Вся толпа ринулась на другую сторону моста поглазеть на торжественную встречу пришельца у городской пристани.
— Мне тоже, — сказал Ангелус, для которого Лулубэ и тут отвоевала местечко с хорошим обзором.
— А тебе-то почему? — она произнесла это прерывающимся голосом. Ангелус не сразу понял.
— Ну, видишь ли, эта древняя маска, она как была в Средние века, такой и осталась, да, она была такая же и в дохристианские времена, прости, в доисторические, и маски льва и птицы-грифа, там, на берегу, тоже.
— Львы-то и сейчас есть, — заметила Милое Создание, теперь уже словно между прочим.
— Но грифов-то, по крайней мере, нет. Ведь грифы и динозавры...
— Как нет и таких Охотников, — перебила Лулубэ.
— Что, прости?
— Нет больше Охотников! Таких мужчин, как вот этот.
Ангелуса прямо подмывало сказать, что за мужчина скрывается под маской Лесного Брата, он-то знал - это аптекарь Гижон из Нижнего переулка. Но промолчал.

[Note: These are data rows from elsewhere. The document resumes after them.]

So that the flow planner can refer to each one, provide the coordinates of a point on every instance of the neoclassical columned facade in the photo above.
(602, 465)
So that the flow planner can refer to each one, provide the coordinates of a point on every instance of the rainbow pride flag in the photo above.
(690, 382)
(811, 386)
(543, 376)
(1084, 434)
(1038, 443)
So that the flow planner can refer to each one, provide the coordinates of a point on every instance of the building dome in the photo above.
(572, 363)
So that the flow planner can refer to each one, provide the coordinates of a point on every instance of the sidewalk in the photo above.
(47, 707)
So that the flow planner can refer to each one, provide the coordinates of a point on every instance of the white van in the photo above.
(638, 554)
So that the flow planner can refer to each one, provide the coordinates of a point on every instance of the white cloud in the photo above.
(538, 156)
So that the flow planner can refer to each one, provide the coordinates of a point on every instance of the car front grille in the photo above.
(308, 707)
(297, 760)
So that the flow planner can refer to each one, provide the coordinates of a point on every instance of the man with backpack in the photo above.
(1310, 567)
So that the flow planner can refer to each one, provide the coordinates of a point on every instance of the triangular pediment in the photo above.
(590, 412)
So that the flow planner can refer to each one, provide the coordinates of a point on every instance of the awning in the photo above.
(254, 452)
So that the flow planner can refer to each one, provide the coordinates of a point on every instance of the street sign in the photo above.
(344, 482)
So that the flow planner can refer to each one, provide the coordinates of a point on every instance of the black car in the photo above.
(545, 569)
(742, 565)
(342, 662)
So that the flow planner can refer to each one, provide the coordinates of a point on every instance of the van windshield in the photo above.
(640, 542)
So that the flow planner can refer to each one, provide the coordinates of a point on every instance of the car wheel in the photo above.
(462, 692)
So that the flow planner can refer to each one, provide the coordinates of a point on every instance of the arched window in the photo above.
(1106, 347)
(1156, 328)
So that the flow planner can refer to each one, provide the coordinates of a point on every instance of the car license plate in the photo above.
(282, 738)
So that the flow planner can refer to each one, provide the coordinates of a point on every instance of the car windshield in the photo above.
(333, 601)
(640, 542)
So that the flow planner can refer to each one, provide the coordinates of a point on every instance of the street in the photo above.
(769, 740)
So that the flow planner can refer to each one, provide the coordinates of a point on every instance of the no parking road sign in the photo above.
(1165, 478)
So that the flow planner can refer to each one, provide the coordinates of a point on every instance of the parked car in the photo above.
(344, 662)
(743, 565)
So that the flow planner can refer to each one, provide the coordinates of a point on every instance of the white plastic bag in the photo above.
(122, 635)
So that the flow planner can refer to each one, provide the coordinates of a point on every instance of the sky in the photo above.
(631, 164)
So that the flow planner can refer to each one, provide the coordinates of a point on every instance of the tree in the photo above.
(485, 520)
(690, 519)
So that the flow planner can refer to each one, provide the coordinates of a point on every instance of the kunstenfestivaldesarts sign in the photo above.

Лесной Брат прыгнул на пристань, где его дожидались лев и птица-гриф, каждый, по средневековому обычаю, со своим барабанщиком и цеховым знаменосцем, и эти сказочные существа двинулись под барабанный бой к Рейнскому мосту, где полицейские в старомодных высоких шлемах, вроде тех, что носят лондонские «бобби», перекрыли движение и освободили проход в серой зимней толпе зевак. И все трое, впереди - знаменосцы, позади — барабанщики в окружении кривляющихся арлекинов, собиравших пожертвования для сиротского приюта в Малом Базеле, направились к маленькой часовне, сооруженной посреди моста во славу Бога, в которой, впрочем, не было горящей лампадки, ибо Базель, эта колыбель гуманизма, весьма рано приобщился к делам Реформации.
И вот перед часовней, сложенной из того же розовато-коричневого юрского песчаника, что и собор, который смутно вырисовывался в дымке, пронизанной тускло-золотым светом, и приветливо кивал с высокого берега, где раскинулся Большой Базель (хотя собор высился на прибрежном холме, как на троне, ореол приветливого радушия был очень к лицу его башням), и вот перед часовней все трое стали танцевать под барабанный бой, сначала сказочный Охотник, а потом — сказочные звери.
— Чисто сработано, — вырвалось у Лулубэ. — Чисто, хоть ты тресни! — (Высочайшая похвала в устах базельцев.) Шел как раз первый номер — танец Дикого Охотника.
И виртуозно-свирепые вариации классической барабанной дроби, которую выбивал на своем «бочонке» барабанщик в старинном костюме эпохи рококо, и сам этот барабанщик, и его треуголка, и его высокий барабан, подвешенный на боку, — все это не имело ничего общего с изящным стилем. Барабанный бой громыхал над Рейном, словно древний тамтам, зов африканских джунглей, а Дикий Охотник с огромной головой из потускневшего золота, с неподвижным металлическим лицом, в чудовищно замедленном ритме с силой отбивал елкой каждый такт. Согнувшись в три погибели, он вертелся волчком, делал немыслимые прыжки, нарушавшие всякое представление о силе тяжести, но ни разу не упал - настоящее чудо; сгорбившись, низко опустив бронзовую голову, он плясал, едва не касаясь носом земли.
Аплодисменты серой толпы, крики «браво!».
— Ole, ole! - неожиданно взвизгнула Лулубэ, как обычно подзадоривают тореадоров во время боя.
«Этот маленький праздник тоже питают древние традиции, но здесь нет никакой бойни», - подумал Туриан в приливе благодушия, по-немецки умеренного, почти что милого, которое, однако, вскоре улетучилось, ибо Ангелусу предстояло испытать легкий шок...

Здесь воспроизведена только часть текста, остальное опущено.